Healthy Marriage and Responsible Fatherhood. The DRA provides funding for research and demonstrations that support healthy marriage. Approximately 125 Federal grants were awarded to States and communities to test new ways to promote and support healthy married-parent families. Grant funds will be used to test promising approaches to encourage healthy marriages and provide marriage education, marriage skills training, public advertising campaigns, high school education on the value of marriage, and marriage mentoring programs.
HHS supports several other healthy marriage activities and research, including Building Strong Families, Supporting Healthy Marriages, and the Community Healthy Marriage Initiative. The purpose of the Building Strong Families project is to evaluate healthy marriage services for romantically involved low-income, unwed parents around the time of the birth of a child.
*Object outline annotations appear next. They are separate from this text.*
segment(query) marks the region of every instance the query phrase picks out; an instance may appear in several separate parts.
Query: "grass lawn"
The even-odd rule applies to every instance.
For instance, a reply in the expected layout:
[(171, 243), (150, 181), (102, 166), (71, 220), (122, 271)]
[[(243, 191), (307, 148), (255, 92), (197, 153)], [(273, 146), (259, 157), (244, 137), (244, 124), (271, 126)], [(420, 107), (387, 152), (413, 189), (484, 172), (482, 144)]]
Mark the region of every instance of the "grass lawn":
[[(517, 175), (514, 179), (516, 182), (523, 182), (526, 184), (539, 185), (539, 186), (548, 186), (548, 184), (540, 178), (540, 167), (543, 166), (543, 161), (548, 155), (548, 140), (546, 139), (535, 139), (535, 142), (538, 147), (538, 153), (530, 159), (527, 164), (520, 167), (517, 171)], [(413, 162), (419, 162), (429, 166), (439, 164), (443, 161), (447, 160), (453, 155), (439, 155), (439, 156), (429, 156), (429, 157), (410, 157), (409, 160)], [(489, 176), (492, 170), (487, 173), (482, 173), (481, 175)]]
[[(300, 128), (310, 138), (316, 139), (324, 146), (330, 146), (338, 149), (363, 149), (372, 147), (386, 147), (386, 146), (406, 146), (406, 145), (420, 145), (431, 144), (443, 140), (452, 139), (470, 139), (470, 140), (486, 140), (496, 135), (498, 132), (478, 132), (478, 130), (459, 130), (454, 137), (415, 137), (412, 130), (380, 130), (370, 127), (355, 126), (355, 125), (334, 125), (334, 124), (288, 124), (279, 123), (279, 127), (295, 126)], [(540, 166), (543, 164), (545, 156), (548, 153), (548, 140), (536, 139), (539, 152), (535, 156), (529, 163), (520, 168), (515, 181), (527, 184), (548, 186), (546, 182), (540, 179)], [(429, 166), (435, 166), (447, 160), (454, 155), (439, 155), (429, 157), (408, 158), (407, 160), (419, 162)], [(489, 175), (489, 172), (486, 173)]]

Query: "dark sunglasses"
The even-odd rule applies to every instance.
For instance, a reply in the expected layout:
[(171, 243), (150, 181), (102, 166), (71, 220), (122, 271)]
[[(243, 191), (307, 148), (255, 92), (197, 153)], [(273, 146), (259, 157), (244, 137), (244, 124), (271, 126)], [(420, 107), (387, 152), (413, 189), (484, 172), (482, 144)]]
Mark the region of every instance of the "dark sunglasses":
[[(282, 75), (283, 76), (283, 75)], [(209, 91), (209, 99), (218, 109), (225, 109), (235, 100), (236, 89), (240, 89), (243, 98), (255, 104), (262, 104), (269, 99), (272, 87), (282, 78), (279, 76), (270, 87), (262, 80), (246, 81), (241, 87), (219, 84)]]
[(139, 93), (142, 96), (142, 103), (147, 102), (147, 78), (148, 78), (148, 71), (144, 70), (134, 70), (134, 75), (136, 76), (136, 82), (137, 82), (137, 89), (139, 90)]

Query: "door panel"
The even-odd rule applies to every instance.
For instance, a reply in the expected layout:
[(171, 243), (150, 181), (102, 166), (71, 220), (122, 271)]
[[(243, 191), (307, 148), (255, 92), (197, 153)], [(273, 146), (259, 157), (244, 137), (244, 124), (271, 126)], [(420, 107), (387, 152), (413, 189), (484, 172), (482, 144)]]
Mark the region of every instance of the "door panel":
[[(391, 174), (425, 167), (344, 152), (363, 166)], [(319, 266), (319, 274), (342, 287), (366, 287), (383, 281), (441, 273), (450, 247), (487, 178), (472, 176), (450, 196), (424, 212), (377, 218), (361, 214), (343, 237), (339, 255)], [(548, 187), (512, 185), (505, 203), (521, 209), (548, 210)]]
The purpose of Supporting Healthy Marriages is to inform program operators and policymakers of the most effective ways to help married parents to strengthen and maintain their marriages. The Community Healthy Marriage Initiative evaluates broad-based community-level coalitions that help couples who choose marriage for themselves to develop the skills and knowledge to form and sustain healthy marriages. In collaboration with the U.S. Department of State, HHS also promotes programs and policies at international organizations to strengthen families and marriages and to promote the preservation of human life and dignity.
The Promoting Responsible Fatherhood Initiative promotes responsible fatherhood by funding programs that support healthy marriage activities, enhance responsible parenting, and foster economic stability. The initiative will enable fathers to improve their relationships and reconnect with their children. It will help fathers overcome obstacles and barriers that often prevent them from being the most effective and nurturing parent possible. Although the primary goal of the initiative is to promote fatherhood in all of its various forms, an essential point is to encourage fatherhood within the context of marriage. Grant funds will be allocated to promote involved, committed, responsible fatherhood through counseling, mentoring, marriage education, enhancing relationship skills, parenting, and activities to foster economic stability.
Family Violence. ACF’s Family Violence Prevention and Services Program, administered by the Family and Youth Services Bureau (FYSB), provides grants to States and tribes to prevent incidents of family violence, provide immediate shelter and related assistance for victims of family violence, and support prevention services for perpetrators. FYSB also supports programs that offer safe havens and access to services for victims of domestic violence, a national toll-free hotline to provide information and assistance to victims of domestic violence, maternity group home services, and runaway and homeless youth shelters.
Several collaborative efforts both within HHS and in partnership with other departments and stakeholders support this effort to prevent family violence. The National Advisory Committee on Violence Against Women is an advisory body cochaired by the Attorney General and the Secretary of HHS. National Advisory Committee members meet periodically to share their thoughts, ideas, and expertise and to submit recommendations on a variety of priority issues as the Federal Government develops its policies to address the crimes of domestic violence, sexual assault, dating violence, and stalking. The Greenbook initiative, a joint project of HHS and the U.S. Department of Justice, supported six demonstration projects, helping child welfare and domestic violence agencies and family courts work together more effectively to help families experiencing violence. Now that the funding cycle has been completed, HHS will partner with the U.S. Department of Justice and with the National Council of Juvenile and Family Court Judges to provide technical assistance and support to communities interested in implementing the Greenbook’s recommendations.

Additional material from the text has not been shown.